Going Deep Into DeepFakes – Part 2 – Don’t Believe Everything You Hear

To see what we will be talking about, check out of this mind blowing video

If you would like to learn how to use AI to imitate voice, get a copy of the Machine Learning for Cybersecurity Cookbook.

The Technology

As the video shows, nowadays you can sit down and record a dozen sentences, and an AI is going to be able fool your own mother by imitating your voice, even on sentences and words that you have never spoken. Let me repeat this. An AI can fool your own mother after recording your voice for a dozen sentences. That’s crazy.

Now, how easy is it to get a few sentences from an individual? Pretty easy, either by finding some recordings on social media (OSINT) or simply interacting with the individual mic’d up (social engineering). This means we might never again be fully able to trust a phone conversation.

Crime

Voice transfer AI has already been successfully used in social engineering scams, fooling people into thinking they are receiving instructions from a trusted individual. In 2019, a U.K.-based energy firm’s CEO was scammed over the phone when he was ordered to transfer €220,000 into a Hungarian bank account by an individual who used audio deepfake technology to impersonate the voice of the firm’s parent company’s chief executive.

More generally, hackers now use machine learning to clone someone’s voice and then combine that voice clone with social engineering techniques to convince people to move money where it shouldn’t be moved.

For example, check out this recording:

https://soundcloud.com/jason-koebler/redacted-clip

It came from an actual attempt to convince an employee by imitating the voice of the CEO. The voice doesn’t sound perfect – it’s a little robotic – but it’s hard to know with shoddy phone signal. What’s more, next month, such an imitation might no longer be robotic.

Recording Industry

Here’s a cute illustration from an article. It starts like this:

“Jay-Z isn’t happy. He’s ranting.

…

I will wipe you the f*** out with precision the likes of which has never been seen before on this Earth, mark my f****** words,” Jay says, with the instantly recognizable, staccato Brooklyn voice that has earned him a mountain of Grammy awards and nominations, along with a personal net worth estimated to be in the region of $1 billion”

Except,

This ‘recording’ of Jay-Z’s voice is an audio deepfake. You can find this video here. Just note, it uses adult language:

It turns out, however, that Jay-Z really is upset about this DeepFake audio. His Roc Nation LLC entertainment agency filed copyright strikes against the YouTube uploads on Jay-Z’s behalf. The crime? “Unlawfully [using] an A.I. to impersonate our client’s voice.”

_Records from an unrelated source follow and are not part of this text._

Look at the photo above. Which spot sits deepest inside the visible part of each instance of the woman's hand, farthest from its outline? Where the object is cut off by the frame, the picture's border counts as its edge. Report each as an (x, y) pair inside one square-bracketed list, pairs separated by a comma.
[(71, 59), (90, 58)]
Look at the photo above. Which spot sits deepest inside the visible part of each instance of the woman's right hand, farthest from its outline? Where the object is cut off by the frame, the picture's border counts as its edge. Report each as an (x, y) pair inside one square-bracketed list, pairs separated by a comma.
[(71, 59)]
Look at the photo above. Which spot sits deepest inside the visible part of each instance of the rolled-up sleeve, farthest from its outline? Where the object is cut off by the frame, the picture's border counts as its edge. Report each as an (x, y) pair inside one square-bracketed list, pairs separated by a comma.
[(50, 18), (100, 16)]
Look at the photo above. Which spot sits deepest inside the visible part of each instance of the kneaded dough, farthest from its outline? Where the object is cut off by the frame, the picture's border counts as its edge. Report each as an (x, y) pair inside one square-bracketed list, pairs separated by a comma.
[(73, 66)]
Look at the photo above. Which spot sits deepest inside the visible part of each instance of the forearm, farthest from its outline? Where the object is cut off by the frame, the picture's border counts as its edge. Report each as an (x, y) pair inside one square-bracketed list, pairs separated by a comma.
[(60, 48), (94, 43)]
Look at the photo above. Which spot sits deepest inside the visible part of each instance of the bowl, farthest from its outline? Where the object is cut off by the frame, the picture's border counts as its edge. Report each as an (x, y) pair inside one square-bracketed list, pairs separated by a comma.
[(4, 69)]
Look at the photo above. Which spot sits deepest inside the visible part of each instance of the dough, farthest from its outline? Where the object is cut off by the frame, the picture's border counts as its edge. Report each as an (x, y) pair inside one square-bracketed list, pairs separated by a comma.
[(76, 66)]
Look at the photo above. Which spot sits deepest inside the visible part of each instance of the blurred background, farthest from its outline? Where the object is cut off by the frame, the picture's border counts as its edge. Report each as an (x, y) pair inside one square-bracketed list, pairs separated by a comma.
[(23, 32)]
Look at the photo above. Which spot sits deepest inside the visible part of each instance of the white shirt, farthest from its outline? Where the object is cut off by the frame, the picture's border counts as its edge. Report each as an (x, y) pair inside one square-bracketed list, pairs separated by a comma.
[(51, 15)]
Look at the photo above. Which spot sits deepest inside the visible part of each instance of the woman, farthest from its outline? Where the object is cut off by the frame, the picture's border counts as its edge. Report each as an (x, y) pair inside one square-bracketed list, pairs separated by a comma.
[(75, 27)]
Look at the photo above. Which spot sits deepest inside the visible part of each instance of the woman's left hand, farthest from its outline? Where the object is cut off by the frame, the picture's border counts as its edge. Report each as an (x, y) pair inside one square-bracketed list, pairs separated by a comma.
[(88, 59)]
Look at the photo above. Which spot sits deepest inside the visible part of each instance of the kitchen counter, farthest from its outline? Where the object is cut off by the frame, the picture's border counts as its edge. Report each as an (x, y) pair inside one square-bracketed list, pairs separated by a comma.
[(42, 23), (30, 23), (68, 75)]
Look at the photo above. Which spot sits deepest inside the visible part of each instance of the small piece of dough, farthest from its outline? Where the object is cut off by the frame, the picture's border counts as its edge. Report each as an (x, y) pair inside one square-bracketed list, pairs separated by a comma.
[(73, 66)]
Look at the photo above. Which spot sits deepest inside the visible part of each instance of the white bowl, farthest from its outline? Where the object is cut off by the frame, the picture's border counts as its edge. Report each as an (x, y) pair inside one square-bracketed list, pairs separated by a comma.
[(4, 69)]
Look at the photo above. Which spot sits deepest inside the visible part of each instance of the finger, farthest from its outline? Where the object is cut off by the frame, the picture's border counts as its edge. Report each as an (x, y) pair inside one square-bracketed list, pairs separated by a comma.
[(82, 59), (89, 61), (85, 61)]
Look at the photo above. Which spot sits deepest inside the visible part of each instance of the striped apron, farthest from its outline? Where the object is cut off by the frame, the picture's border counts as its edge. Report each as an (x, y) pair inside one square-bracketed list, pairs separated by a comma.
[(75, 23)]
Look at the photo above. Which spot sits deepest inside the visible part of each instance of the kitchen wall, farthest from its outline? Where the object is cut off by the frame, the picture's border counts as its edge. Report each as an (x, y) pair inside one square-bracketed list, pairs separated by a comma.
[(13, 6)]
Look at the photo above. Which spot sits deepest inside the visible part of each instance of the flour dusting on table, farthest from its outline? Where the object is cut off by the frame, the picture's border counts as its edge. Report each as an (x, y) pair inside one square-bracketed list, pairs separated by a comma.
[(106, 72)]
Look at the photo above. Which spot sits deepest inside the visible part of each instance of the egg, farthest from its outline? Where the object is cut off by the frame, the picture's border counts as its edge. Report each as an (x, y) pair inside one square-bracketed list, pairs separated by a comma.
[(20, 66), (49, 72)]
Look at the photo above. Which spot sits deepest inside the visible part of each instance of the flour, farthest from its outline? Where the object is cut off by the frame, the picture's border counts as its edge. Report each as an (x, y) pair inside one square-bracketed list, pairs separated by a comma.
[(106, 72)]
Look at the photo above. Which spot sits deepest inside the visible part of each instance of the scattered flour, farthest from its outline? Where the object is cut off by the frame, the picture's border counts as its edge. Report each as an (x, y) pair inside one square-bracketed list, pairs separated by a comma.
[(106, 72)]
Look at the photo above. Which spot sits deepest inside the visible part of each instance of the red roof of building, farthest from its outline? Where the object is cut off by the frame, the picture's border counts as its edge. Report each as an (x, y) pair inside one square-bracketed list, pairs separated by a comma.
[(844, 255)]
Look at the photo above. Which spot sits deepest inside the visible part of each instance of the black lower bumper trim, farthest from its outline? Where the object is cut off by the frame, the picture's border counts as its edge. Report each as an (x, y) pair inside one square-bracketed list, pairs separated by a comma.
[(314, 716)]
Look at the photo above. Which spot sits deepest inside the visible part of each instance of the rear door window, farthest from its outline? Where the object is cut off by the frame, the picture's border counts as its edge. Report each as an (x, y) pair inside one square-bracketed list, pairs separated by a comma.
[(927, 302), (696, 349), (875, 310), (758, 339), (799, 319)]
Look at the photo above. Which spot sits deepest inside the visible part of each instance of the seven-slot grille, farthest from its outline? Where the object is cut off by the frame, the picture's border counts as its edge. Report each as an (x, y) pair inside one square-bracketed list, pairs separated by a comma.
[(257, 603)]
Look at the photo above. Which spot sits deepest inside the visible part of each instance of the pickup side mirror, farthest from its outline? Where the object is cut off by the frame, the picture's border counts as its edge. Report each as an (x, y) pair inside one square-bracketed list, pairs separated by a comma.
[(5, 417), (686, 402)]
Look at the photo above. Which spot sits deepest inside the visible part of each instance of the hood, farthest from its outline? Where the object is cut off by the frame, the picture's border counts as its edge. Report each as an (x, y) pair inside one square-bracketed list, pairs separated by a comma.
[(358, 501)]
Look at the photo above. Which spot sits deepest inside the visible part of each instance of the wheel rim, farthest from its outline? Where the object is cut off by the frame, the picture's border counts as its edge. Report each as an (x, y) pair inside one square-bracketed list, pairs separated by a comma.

There now also exist entirely AI-generated songs, and these actually sound like legit music. Here’s one:

Progress

As the technology matures, it becomes more and more convincing, and requires less and less input. Heck, there exist one-shot learning models out there that require just one sentence to pick up a person’s voice.

What Now

Now you know what’s going on with audio DeepFakes. The next question is what to do about it. Several things. First, don’t believe everything you hear. Just because you saw some politician saying something in a recording, doesn’t mean it’s real. Tell this also to your close ones, since they probably know less than you do about DeepFake technology.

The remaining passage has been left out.